Copperoliverbear · 21/11/2023 09:50

@TizerorFizz 100% if they didn't do anything I would report the school to ofsted. This is unacceptable.

Shithole101 · 21/11/2023 09:51

If it was me . I would not talk to the mum. As it could cause bad feelings. I would talk to the school in confidence. That way they will look into it and there's no bad feelings between adults

TizerorFizz · 21/11/2023 10:11

Agreed. Do not involve the parent. This is a matter for the school and they must consider what to do based on their safeguarding policy.

happymom92 · 22/11/2023 14:41

Update: I spoken with the headteacher. Apparently they are aware as few other parents came to him with this issue. They are working with the family as well to tackle this behaviour. He said he is gonna give me a ring in a week or two. I did ask what was to happen if the behaviour didn’t change and he told me about 1:1 sessions and possible exclusion. Anyone being a safeguarding lead can give more details about the process? Does it work?

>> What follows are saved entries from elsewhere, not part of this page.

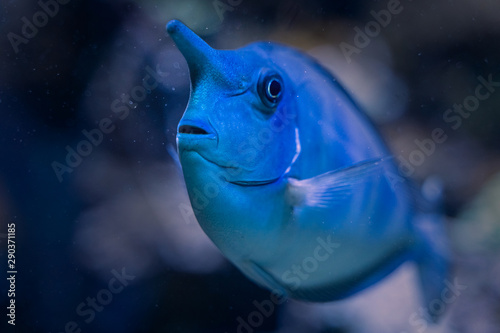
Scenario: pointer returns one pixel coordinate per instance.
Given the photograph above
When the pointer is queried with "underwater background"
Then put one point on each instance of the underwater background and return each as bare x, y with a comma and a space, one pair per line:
105, 240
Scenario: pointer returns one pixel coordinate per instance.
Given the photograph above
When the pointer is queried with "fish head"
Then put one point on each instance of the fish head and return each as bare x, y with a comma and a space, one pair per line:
240, 116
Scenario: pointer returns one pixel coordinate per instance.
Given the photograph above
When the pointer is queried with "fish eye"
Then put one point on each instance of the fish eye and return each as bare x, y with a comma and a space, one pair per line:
270, 89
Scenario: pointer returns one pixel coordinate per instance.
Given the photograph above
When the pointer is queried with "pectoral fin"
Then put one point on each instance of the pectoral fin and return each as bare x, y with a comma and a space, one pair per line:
325, 189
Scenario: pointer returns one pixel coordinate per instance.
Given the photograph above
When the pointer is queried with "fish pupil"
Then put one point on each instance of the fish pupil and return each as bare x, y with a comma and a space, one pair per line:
274, 88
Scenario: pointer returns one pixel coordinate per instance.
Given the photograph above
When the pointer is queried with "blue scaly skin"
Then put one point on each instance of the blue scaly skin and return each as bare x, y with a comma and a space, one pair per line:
290, 180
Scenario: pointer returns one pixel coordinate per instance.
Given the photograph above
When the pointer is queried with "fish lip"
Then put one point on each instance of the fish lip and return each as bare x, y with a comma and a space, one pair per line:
210, 161
250, 183
195, 128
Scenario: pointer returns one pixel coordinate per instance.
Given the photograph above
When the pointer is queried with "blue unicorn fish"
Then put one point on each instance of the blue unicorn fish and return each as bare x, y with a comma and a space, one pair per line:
290, 179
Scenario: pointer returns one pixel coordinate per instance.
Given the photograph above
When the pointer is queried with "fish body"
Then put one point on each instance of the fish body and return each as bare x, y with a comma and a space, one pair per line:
290, 179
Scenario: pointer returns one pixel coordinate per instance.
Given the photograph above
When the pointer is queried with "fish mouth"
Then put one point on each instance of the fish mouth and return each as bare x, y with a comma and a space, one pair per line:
247, 183
194, 129
191, 129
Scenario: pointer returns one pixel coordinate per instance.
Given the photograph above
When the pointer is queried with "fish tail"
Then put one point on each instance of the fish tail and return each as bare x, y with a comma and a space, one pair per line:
432, 254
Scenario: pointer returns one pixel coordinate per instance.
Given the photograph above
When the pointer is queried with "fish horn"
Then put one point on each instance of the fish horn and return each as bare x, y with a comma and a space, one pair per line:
198, 54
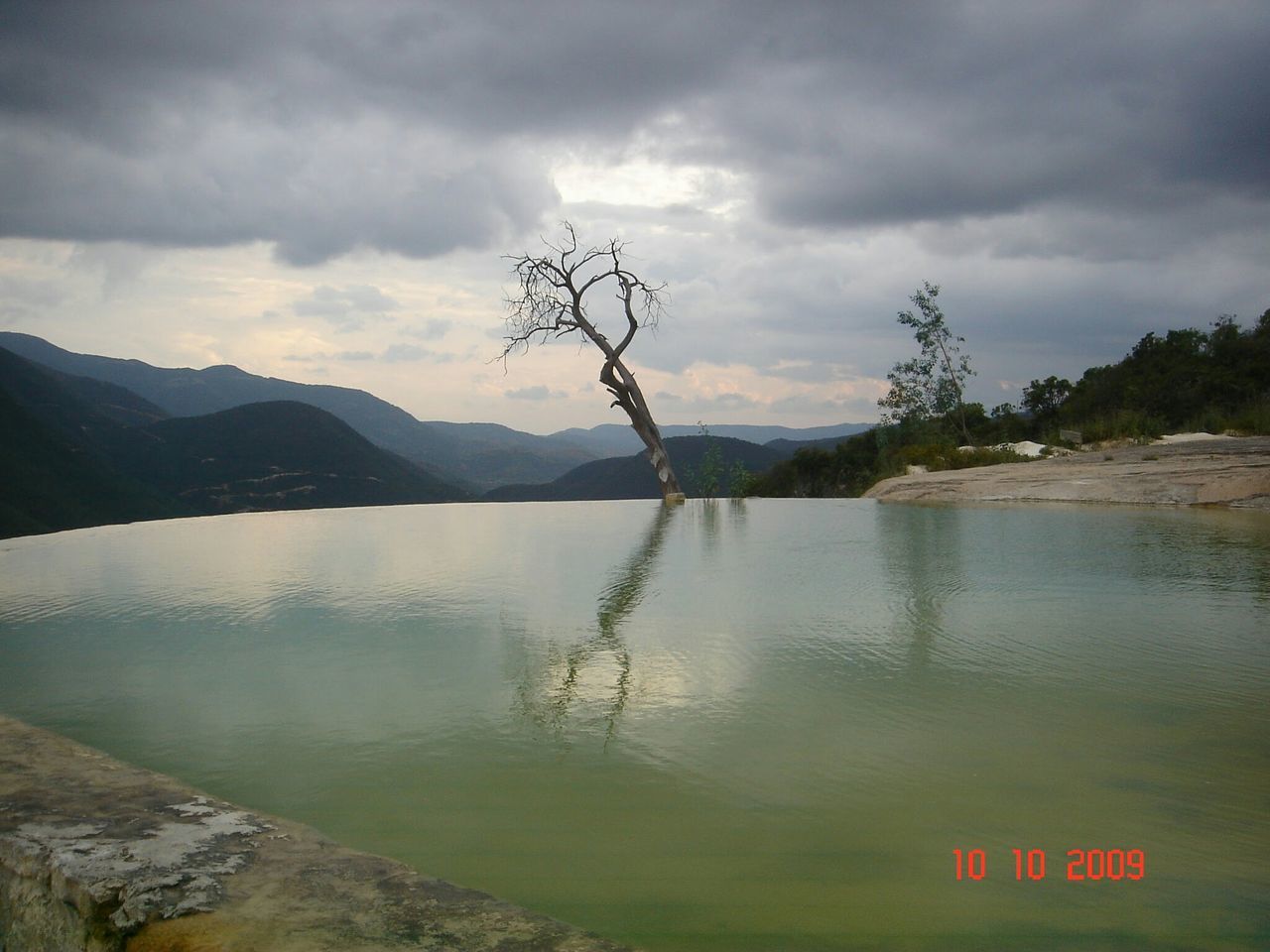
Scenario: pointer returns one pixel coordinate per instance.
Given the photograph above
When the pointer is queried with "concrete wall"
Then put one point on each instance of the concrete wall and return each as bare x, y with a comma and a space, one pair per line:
99, 856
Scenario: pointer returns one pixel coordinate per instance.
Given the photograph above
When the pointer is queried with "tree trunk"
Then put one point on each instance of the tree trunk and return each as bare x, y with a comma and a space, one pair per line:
629, 397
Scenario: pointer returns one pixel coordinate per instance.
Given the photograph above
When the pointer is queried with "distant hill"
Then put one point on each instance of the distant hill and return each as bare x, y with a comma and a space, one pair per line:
620, 439
788, 447
55, 472
476, 454
67, 465
278, 454
633, 477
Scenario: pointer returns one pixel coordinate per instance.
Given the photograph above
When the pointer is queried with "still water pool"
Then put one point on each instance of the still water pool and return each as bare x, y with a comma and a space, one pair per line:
762, 725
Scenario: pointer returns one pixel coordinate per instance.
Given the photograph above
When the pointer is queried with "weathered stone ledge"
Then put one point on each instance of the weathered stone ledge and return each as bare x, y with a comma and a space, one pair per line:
1228, 472
100, 856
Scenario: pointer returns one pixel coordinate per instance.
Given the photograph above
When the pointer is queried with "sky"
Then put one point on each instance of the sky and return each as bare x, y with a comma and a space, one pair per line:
326, 191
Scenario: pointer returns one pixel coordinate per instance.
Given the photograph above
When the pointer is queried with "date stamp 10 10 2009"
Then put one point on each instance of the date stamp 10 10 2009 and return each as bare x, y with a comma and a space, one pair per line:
1093, 865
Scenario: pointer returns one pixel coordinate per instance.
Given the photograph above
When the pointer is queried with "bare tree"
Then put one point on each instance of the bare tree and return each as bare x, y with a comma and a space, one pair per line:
552, 302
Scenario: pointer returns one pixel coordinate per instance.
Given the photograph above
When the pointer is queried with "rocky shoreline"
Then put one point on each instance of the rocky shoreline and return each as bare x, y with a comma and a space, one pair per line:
103, 857
1220, 471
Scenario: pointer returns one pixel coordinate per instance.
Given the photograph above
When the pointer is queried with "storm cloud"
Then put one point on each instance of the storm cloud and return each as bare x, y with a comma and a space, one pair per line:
425, 127
1092, 168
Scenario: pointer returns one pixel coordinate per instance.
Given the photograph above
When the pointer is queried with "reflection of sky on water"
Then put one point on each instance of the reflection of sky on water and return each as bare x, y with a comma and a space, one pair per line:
807, 680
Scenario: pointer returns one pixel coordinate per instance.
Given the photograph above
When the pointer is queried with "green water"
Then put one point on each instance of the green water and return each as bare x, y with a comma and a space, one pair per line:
722, 726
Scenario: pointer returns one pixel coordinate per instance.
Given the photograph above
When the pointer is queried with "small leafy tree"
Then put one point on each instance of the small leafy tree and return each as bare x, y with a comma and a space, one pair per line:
706, 477
933, 384
1042, 398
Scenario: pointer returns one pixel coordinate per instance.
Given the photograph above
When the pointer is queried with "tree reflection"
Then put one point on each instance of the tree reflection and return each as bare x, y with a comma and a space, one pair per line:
602, 658
922, 553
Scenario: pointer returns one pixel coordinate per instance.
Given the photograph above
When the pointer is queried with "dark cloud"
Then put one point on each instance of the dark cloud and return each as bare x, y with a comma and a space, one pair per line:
421, 128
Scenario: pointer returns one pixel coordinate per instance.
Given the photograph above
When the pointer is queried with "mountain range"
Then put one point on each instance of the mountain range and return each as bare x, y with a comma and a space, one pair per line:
96, 439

Or how long it takes to work?(I know it’s very subjective).
I will keep checking with my daughter if this is still happening

OP posts:
TizerorFizz · 22/11/2023 16:50

@happymom92 I think you cannot seek to criminalize a very young child. This child might be a victim too. Therefore the school should do what it says in their safeguarding policy. Exclusion of a very young child is a massive step to take snd could put him into the hands of abusers for longer. So the school need to work through a strategy to help him understand his behaviour is not acceptable. He might also be SEN so doesn’t understand the outcomes or seriousness of what he is doing. Schools can get advice (eg Ed psych) on how to help but I’m surprised the head has mentioned exclusion of another child to you. Somewhat unprofessional. Have you read the safeguarding policy?